In [436,437], three methods are discussed for making signal power invariant with respect to time-varying branch impedances:

1. The normalized waveguide scheme compensates for power modulation by scaling the signals leaving the delays so as to give them the same power coming out as they had going in. It requires two additional scaling multipliers per waveguide junction.

2. The normalized wave approach [299] propagates rms-normalized waves in the waveguide. In this case, each delay-line contains $\tilde{f}^{+}_i(t,x) = f^{{+}}_i(t,x)/\sqrt{R_i(t)}$ and $\tilde{f}^{-}_i(t,x) = f^{{-}}_i(t,x)/\sqrt{R_i(t)}$ . In this case, the power stored in the delays does not change when the wave impedance changes. This is the basis of the normalized ladder filter (NLF) [175,299]. Unfortunately, four multiplications are obtained at each scattering junction. (The normalized junction has the same topology as the Kelly-Lochbaum junction, but with the two transmission coefficients being writable as $\cos(\theta)$ and the two reflection coefficients as $\pm\sin(\theta)$ , i.e., the junction can be viewed as a 2D rotation matrix through angle $\theta\in[-\pi,\pi)$ .)

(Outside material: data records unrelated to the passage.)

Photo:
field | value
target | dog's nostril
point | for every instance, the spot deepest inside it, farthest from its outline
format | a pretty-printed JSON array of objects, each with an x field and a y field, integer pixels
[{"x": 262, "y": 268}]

3. The transformer-normalized waveguide approach changes the wave impedance at the output of the delay back to what it was at the time it entered the delay using a ``transformer'' (defined in §C.16).

The transformer-normalized DWF junction is shown in Fig.C.27 [436]. As derived in §C.16, the transformer ``turns ratio'' $g_i$ is given by

$$g_i \eqsp \sqrt{\frac{1-k_i}{1+k_i}}.$$

We can now modulate a single scattering junction, even in arbitrary network topologies, by inserting a transformer immediately to the left or right of the junction. Conceptually, the wave impedance is not changed over the delay-line portion of the waveguide section; instead, it is changed to the new time-varying value just before (or after) it meets the junction. When velocity is the wave variable, the coefficients $g_i$ and $g_i^{-1}$ in Fig.C.27 are swapped (or inverted).

Figure: Transformer-normalized one-multiply scattering junction, equivalent to the normalized scattering junction shown in Fig.C.22

.

So, as in the normalized waveguide case, for the price of two extra multiplies per section, we can implement time-varying digital filters which do not modulate stored signal energy. Moreover, transformers enable the scattering junctions to be varied independently, without having to propagate time-varying impedance ratios throughout the waveguide network.

It can be shown [437] that cascade waveguide chains built using transformer-normalized waveguides are equivalent to those using normalized-wave junctions. Thus, the transformer-normalized DWF in Fig.C.27 and the wave-normalized DWF in Fig.C.22 are equivalent. One simple proof is to start with a transformer (§C.16) and a Kelly-Lochbaum junction (§C.8.4), move the transformer scale factors inside the junction, combine terms, and arrive at Fig.C.22. One practical benefit of this equivalence is that the normalized ladder filter (NLF) can be implemented using only three multiplies and three additions instead of the usual four multiplies and two additions.

The transformer-normalized scattering junction is also the basis of the digital waveguide oscillator (§C.17).